Ce ne fut pas la fête la plus ancienne, mais elle devint bientôt populaire dans les églises.

Noël ne figurait pas parmi les premières fêtes anciennement célébrées par l’Église. Irénée et Tertullien l’omettent dans leur liste de fêtes ; Origène, tenant compte peut-être des déshonorants Natalitia impériaux, affirme (Hom. VIII sur le Lév., dans Migne, Patrologia Graeca, XII, 495) que, dans la Sainte Écriture, seuls les pécheurs, jamais les saints, célébraient la date de leur naissance ; Arnobe (VII, 32, dans Patrologia Latina, V, 1264) va jusqu’à ridiculiser l’« anniversaire » des dieux.

La première preuve de cette fête, nous la trouvons en Égypte. Vers l’an 200 apr. J.-C., Clément d’Alexandrie (Strom., I, XXI, dans P.G., VIII, 888) dit que certains théologiens égyptiens indiquent, « d’une manière assez curieuse », non seulement l’année, mais aussi le jour de la naissance du Christ, le plaçant au 25 de Pachon (20 mai), dans la vingt-huitième année du règne d’Auguste. Ideler (Chron., II, 397, N.) pense qu’ils firent ainsi parce qu’ils croyaient que le neuvième mois où naquit le Christ était le neuvième mois de leur propre calendrier. D’autres déclarent que la date fut le 24 ou le 25 de Pharmuthi (19 ou 20 avril). Clément, dans son ouvrage « De paschæ computus », écrit en 243 et faussement attribué à Cyprien (P.L., IV, 963 ss.), donne comme date de la naissance du Christ le 28 mars, jour où le soleil matériel fut créé. Mais Lupi a démontré (Zaccaria, Dissertazioni ecc. del p. A. M. Lupi, Faenza, 1785, p. 219) qu’il n’existe pas un mois de l’année auquel de respectables autorités n’aient assigné la date de la naissance du Christ. Clément, cependant, nous dit aussi que les basilidiens célébraient l’Épiphanie et, probablement avec cette fête, la Nativité du Christ, le 15 ou le 11 de Tybi (10 ou 6 janvier).
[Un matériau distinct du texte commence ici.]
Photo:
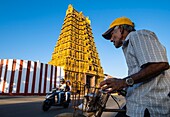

Cette double commémoration devint populaire, en partie parce que l’apparition aux bergers fut considérée comme une manifestation de la gloire du Christ, commémorée parmi les plus importantes solennités et célébrée le 6 janvier ; et aussi, en partie, parce que, dans la manifestation donnée au Baptême, de nombreux codices (par exemple le Codex Bezæ) portent par erreur que les paroles divines furent : « Tu es mon Fils bien-aimé, aujourd’hui je t’ai engendré » au lieu de « tu as toute ma faveur », lu en Luc 3, 22. Abraham Ecchellensis (Labbe, II, 402) cite, dans les Constitutions de l’Église d’Alexandrie du temps de Nicée, la formule : dies Nativitatis et Epiphaniæ ; Épiphane (Hær., li, éd. Dindorf, 1860, II, 483) rapporte une surprenante cérémonie semi-gnostique à Alexandrie où, dans la nuit du 5 au 6 janvier, une étrange croix portant l’image de Kore gravée sur elle était portée en procession autour d’une crypte, tandis qu’on chantait : « Aujourd’hui, à cette heure, Kore a enfanté l’Éternel » ; Jean Cassien, dans ses « Conférences » (X, 2, dans P.L., XLIX, 820), écrites entre les années 418 et 427, dit que les monastères égyptiens observent encore l’« ancienne coutume » ; mais Paul d’Émèse prêcha le 29 de Choiak (25 décembre) et le 1er janvier 433 devant Cyrille d’Alexandrie, et ses sermons (voir Mansi, IV, 293 ; appendice au livre des Actes, Conc. Eph.) montrent que la célébration de décembre était solidement établie en ce lieu, et les calendriers en démontrent la permanence. C’est pourquoi la tradition de célébrer cette fête en décembre parvint en Égypte vers les années 427 et 433.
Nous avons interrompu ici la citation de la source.